Investors who win the race to the courthouse might collect a few dimes on the dollar but the total value of the ratings agencies is worth less than 10 basis points of the outstanding debt that they rate. That makes the idea that they can cover any meaningful portion of losses look pretty silly.

Posted by y2kurtus | Report as abusive


The point isn’t to have them cover the losses, the point is to scare them into making sure there are not intentionally mis-rated securities.

Posted by QCIC | Report as abusive

And maybe a collateral point is to drive them out of business. Indeed, these municipalities would have been better off if these instruments had been unrated and they had to hire someone who worked for them directly to review the instruments. That is, S&P provided negative value to the municipality and it is neutral to positive that it would simply cease doing business as a ratings agency. Is that definitive enough for you?

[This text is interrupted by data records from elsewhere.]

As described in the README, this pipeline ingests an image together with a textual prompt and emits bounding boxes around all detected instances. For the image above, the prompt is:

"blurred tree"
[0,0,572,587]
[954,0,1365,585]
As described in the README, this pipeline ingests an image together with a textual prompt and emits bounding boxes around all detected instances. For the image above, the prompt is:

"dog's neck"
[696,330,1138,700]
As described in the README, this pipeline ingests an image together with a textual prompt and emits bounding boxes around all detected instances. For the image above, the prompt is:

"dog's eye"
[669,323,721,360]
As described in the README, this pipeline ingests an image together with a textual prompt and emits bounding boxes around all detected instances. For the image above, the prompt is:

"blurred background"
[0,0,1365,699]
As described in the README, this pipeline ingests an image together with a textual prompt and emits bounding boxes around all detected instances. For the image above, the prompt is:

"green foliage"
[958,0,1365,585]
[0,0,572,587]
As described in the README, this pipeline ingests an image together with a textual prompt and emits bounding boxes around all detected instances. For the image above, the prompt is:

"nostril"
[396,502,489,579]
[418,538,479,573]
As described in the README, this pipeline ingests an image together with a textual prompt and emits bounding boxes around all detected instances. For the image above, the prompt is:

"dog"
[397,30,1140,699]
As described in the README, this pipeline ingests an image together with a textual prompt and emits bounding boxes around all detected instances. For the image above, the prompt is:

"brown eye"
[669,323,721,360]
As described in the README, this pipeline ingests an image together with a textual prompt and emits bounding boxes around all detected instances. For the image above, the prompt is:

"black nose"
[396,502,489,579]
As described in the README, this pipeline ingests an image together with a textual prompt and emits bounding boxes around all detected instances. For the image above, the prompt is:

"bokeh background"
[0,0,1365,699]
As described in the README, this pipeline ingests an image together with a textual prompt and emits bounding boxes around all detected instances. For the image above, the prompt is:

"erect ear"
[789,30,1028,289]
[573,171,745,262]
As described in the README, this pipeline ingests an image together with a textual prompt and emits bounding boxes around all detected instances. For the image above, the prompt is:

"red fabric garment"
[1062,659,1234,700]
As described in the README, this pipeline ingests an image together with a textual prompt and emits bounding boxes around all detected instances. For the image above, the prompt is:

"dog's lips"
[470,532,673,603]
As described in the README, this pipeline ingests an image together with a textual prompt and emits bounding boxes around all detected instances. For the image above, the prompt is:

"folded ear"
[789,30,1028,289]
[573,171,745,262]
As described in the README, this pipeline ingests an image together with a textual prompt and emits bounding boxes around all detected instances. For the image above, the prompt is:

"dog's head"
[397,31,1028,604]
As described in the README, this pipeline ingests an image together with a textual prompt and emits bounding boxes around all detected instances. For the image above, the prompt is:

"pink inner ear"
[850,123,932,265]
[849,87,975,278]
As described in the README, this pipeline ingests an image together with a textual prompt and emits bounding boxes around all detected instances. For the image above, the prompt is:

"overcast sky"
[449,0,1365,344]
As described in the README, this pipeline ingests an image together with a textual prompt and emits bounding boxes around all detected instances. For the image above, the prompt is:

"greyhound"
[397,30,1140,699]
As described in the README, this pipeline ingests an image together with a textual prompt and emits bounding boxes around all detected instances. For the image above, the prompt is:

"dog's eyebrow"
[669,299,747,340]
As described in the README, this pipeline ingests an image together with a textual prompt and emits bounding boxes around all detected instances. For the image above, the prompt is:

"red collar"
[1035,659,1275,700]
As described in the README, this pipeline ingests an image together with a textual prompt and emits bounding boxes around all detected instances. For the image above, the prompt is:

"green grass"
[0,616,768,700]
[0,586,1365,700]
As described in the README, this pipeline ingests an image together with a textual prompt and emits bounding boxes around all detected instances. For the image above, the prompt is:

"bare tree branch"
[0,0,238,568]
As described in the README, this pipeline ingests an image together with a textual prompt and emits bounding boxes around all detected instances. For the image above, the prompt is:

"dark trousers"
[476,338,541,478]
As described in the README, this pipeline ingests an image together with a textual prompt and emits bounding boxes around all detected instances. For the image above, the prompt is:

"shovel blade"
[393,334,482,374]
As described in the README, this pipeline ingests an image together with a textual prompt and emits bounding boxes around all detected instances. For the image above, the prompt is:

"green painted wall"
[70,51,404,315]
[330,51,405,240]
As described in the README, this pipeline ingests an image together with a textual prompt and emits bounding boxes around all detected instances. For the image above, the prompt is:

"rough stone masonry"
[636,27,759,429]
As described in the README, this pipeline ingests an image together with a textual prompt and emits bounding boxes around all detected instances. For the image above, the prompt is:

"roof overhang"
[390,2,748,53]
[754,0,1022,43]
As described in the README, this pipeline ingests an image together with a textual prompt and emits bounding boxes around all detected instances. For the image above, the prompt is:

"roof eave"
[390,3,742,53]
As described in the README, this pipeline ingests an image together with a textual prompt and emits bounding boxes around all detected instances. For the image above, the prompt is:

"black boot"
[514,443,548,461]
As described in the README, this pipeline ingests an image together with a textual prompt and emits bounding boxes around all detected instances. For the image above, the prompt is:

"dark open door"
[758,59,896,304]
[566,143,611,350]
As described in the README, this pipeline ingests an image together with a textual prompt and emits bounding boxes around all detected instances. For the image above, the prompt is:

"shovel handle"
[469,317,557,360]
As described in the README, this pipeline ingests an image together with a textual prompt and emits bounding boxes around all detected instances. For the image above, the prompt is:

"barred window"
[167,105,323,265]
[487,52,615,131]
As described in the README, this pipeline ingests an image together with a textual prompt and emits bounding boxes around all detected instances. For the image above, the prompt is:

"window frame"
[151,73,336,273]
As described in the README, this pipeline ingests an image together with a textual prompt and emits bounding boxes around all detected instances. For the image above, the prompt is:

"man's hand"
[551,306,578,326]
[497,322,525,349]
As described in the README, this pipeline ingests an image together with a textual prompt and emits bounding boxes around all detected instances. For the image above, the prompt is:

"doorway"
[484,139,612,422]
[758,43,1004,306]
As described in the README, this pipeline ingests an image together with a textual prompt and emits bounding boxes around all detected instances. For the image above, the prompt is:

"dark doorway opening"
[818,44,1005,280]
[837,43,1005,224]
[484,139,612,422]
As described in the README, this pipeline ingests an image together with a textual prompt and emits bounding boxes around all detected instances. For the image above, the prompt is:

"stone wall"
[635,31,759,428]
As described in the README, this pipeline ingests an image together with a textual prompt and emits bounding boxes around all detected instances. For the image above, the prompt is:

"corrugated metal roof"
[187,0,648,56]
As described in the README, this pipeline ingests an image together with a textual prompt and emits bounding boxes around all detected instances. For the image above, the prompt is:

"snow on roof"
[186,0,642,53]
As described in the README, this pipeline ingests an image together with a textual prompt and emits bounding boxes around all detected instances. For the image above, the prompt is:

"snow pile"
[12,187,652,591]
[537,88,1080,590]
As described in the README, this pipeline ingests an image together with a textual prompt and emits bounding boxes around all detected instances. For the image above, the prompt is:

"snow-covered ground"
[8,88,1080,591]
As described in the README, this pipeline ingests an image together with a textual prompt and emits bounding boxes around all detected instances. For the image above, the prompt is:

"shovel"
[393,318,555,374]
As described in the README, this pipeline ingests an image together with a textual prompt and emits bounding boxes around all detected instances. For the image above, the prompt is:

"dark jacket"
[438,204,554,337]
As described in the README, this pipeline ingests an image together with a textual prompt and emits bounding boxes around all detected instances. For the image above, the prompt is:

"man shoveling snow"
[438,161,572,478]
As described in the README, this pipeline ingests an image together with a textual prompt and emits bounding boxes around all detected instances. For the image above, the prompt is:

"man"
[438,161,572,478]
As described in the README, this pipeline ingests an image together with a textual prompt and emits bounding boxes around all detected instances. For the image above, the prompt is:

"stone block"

Posted by rb6 | Report as abusive

Well deceptive and misleading conduct is deceptive and misleading. S&P providing such bogus ratings at the behest of ABM AMBRO knowingly and intentionally deceived and mislead all investors in the product.

In my view it is not so much a matter of free speech, but a matter of trade practices. Whether the agency says that they assume no liability for their ratings is irrelevant. If the conduct of the agency, either intentionally or unintentionally, has deceived and mislead the public – resulting in significant financial loss – then they should be held accountable for their actions. Not only should they recoup the losses, those responsible should face criminal charges.

These kinds of financial dealing all need to be put under a large spotlight and examined. If one clear case of fraud such this has occurred, I would be confident in saying that this was no an isolated case, but rather an example of systemic practices across the industry.

Posted by RickPeters10 | Report as abusive

“ny more than an junior investment bank analyst can be for rating AAPL a buy at $700″

A junior investment bank analyst absolutely *can* be held responsible for a stock call if he made it without exercising due diligence and responsibility and on the basis of a fee from the issuer. Every stock analyst in the world has known this ever since the 2000 Global Research Settlement.

Posted by dsquared | Report as abusive

“12 local councils in Australia bought a bunch of CPDOs, and they only did so because S&P had given those instruments a triple-A rating”

Frankly, I have no sympathy for anyone who lost money buying something they didn’t understand just because S&P rated it AAA. I can’t say that I’m a fan of S&P’s actions here – as described, it sounds like S&P is deserving of a regulatory sanction or fine – but nor do I like the precedent of reimbursing fools who reached for a little more yield by buying something they didn’t understand. If these councils didn’t understand this product and wanted safety, they could have bought Australian government debt or high quality corporate debt.

Posted by realist50 | Report as abusive

Hey Felix,

How do you explain your previous thoughts on CPDOs?